Optional parameters of hpcg-aarch64.sh script:

  • --npx specifies the process grid X dimension of the problem

  • --npy specifies the process grid Y dimension of the problem

  • --npz specifies the process grid Z dimension of the problem

Heterogenous (GPU-GRACE) execution mode in-depth#

The NVIDIA HPCG benchmark can run efficiently on heterogeneous systems comprising GPUs and Grace CPUs like NVIDIA Grace Hopper and NVIDIA Grace Blackwell. The approach involves assigning an MPI rank to each GPU and one or more MPI ranks to the Grace CPU. Given that the GPU performs significantly faster than the Grace CPU, the strategy is to allocate a larger local problem size to the GPU compared to the Grace CPU. This ensures that during MPI blocking communication steps like MPI_Allreduce, the GPU’s execution is not interrupted by the Grace CPU’s slower execution.

In the NVIDIA HPCG benchmark, the GPU and Grace local problems are configured to differ in only one dimension while keeping the other dimensions identical.
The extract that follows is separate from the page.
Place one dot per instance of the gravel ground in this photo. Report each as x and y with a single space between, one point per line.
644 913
This design enables proper halo exchange operations across the dimensions that remain identical between the GPU and Grace ranks. The image below depicts an example of this design. The GPU and Grace ranks have the same x and y dimensions, where the halo exchange takes place. The z dimension is different which enables assigning different local problems for the GPU and Grace ranks. The NVIDIA HPCG benchmark has the flexibility to choose the 3D shape of ranks choose the different dimension, and configure the sizes of GPU and Grace ranks.

workflow

Notes:

  • The NVIDIA HPCG benchmark requires one GPU per MPI process. Therefore, ensure that the number of MPI processes is set to match the number of available GPUs in the cluster.
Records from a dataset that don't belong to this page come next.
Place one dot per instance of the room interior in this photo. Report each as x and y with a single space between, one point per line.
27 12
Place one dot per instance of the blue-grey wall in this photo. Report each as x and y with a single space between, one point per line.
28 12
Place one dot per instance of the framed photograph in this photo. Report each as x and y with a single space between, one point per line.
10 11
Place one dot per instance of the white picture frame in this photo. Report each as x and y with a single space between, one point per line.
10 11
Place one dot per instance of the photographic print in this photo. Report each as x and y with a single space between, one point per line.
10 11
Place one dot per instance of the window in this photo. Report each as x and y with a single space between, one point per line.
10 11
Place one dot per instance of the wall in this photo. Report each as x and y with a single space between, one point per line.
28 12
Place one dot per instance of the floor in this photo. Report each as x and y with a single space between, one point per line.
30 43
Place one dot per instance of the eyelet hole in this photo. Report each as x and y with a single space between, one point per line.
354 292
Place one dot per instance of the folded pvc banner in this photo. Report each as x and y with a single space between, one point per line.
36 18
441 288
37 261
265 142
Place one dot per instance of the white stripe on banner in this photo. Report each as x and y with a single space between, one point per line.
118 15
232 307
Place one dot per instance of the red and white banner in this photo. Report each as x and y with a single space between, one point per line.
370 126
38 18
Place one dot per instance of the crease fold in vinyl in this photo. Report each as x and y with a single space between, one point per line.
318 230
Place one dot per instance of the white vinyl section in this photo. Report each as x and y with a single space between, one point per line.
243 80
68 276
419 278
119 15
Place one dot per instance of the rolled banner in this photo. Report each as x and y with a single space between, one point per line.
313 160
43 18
  • It is recommended to bind MPI process to NUMA node on NVIDIA Grace CPU, for example:

    ./hpl-aarch64.sh --dat /my-dat-files/HPL.dat --cpu-affinity 0-71:72-143 --mem-affinity 0:1
    

Examples:

Run NVIDIA HPCG on two nodes of NVIDIA Grace CPU using custom parameters:

srun -N 2 --ntasks-per-node=4 --cpu-bind=none --mpi=pmix \
    ./hpcg-aarch64.sh --exm 1 --nx 512 --ny 512 --nz 288 --rt 30 --cpu-affinity 0-35:36-71:72-107:108-143 --mem-affinity 0:0:1:1

Run NVIDIA HPCG on two nodes NVIDIA Grace Hopper x4:

#GPU+Grace (Heterogeneous execution)
#GPU rank has 8 OpenMP threads and Grace rank has 64 OpenMP threads
srun -N 2 --ntasks-per-node=8 --cpu-bind=none --mpi=pmix \
    ./hpcg-aarch64.sh --nx 256 --ny 1024 --nz 288 --rt 2 \
    --exm 2 --ddm 2 --lpm 1 --g2c 64 \
    --npx 4 --npy 4 --npz 1 \
    --cpu-affinity 0-7:8-71:72-79:80-143:144-151:152-215:216-223:224-287 \
    --mem-affinity 0:0:1:1:2:2:3:3

where --cpu-affinity is mapping to cores on the local node and --mem-affinity is mapping to NUMA-nodes on the local node.